Nowhere in the world have rising food prices — which have sparked protests and riots in several countries — had such a devastating impact as in Haiti, the poorest country in the Americas, where about 80 percent of the population lives on less than $2 a day.

“Everything has changed” as rice prices nearly doubled over the past five months, said 30-year-old street vendor Hernite Joseph.

“My kids are like toothpicks. Before, if you had $1.25, you could buy vegetables, some rice, 10 cents of charcoal and a little cooking oil. Right now, a little can of rice alone costs 65 cents, and it’s not good rice at all. Oil is 25 cents. Charcoal is 25 cents. With $1.25, you can’t even make a plate of rice for one child.”

Rising food prices ignited massive demonstrations and road blockades across Haiti earlier this month.

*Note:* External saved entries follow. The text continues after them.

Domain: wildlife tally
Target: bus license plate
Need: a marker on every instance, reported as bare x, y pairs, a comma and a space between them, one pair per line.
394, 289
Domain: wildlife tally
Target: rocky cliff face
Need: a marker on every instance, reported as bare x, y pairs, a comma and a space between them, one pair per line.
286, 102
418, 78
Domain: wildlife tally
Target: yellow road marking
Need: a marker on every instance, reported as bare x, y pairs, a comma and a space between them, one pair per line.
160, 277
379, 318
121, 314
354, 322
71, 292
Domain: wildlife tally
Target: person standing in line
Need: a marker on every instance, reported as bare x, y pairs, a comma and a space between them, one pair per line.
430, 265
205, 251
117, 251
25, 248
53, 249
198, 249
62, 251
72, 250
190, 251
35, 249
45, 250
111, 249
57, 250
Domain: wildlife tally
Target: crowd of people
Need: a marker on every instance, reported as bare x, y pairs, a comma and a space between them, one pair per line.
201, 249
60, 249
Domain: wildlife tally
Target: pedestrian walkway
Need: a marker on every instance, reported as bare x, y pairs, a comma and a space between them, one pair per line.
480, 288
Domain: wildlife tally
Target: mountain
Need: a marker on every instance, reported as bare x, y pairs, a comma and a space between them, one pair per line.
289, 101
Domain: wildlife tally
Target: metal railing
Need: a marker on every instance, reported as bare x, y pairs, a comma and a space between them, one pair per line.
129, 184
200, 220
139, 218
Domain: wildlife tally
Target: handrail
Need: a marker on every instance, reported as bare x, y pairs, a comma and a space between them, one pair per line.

On April 12, President Rene Preval responded, promising to reduce the price of rice by nearly 16 percent, while the Senate voted to remove Prime Minister Jacques Edouard Alexis from office over his handling of a week of food riots.

The moves seem to have mollified the Haitian masses — for now.

Many of those who participated in the protests are vowing to take to the streets again if food prices do not go down rapidly.

“The president needs to hurry,” said Jean Francois Bernard, a student who participated in the protests.

“The mobilizations will continue until we see results. Until now, we haven’t seen anything,” he said.

Mr. Preval said the price of a 110-pound bag of rice would drop from $51 to $43. He convinced importers to take a $3 cut in their profits, and secured enough international aid to cover the remaining $5 per bag.

“We could see the crisis coming, because we had made an appeal two months ago and also a week before the incidents began,” said Mamadou Mbaye, who heads the U.N. World Food Program’s office in Haiti. “What we didn’t foresee was the dimension of the protests.”

The WFP feeds 1.7 million people in Haiti and 300,000 children daily, Mr. Mbaye said.

The WFP in Haiti has received 13 percent of the $96 million dollars it needs to run its program over the next two years.

It is also asking for an additional $3 million to $4 million in emergency aid that would provide 100,000 poor families with food baskets for about two months.

Earlier this year, the executive director of the Rome-based WFP, Josette Sheeran, was in Washington warning lawmakers of a pending food crisis and appealing for $500 million in emergency funds.

In Haiti, it is not clear how much the price of rice will decrease in the marketplace under Mr. Preval’s plan.

“Reducing the price per sack by $8 won’t change anything,” said Gerald Baptiste, who sells rice by the can in the poor neighborhood of La Saline.

“A little can is still going to sell for $3. It’s not enough. The price needs to go down to $2 at the most,” he said.

Imported rice has become the most important food staple in Haiti.

After the ouster of dictator Jean-Claude Duvalier in 1986, a U.S.-backed military regime slashed tariffs, allowing rice and other cheap imports from the United States and the Dominican Republic to flood Haitian markets.

“In 1987, when rice began being imported at a cheap price, many people applauded,” Mr. Preval said April 9 in a televised speech aiming to stop the protests. “But cheap imported rice destroyed [locally grown] rice. Today, imported rice has become expensive, and our national production is in ruins. That’s why subsidizing imported food is not the answer.”

Mr. Preval promised support for farmers to revive rice growing, including a pledge to cut the price of fertilizer in half with help from Venezuela.

But the effect of supporting domestic rice growers will provide no immediate relief.

“Preval can’t talk to us about agrarian reform anymore,” said unemployed protester Louidi Saintilome. “The situation has degenerated too much.”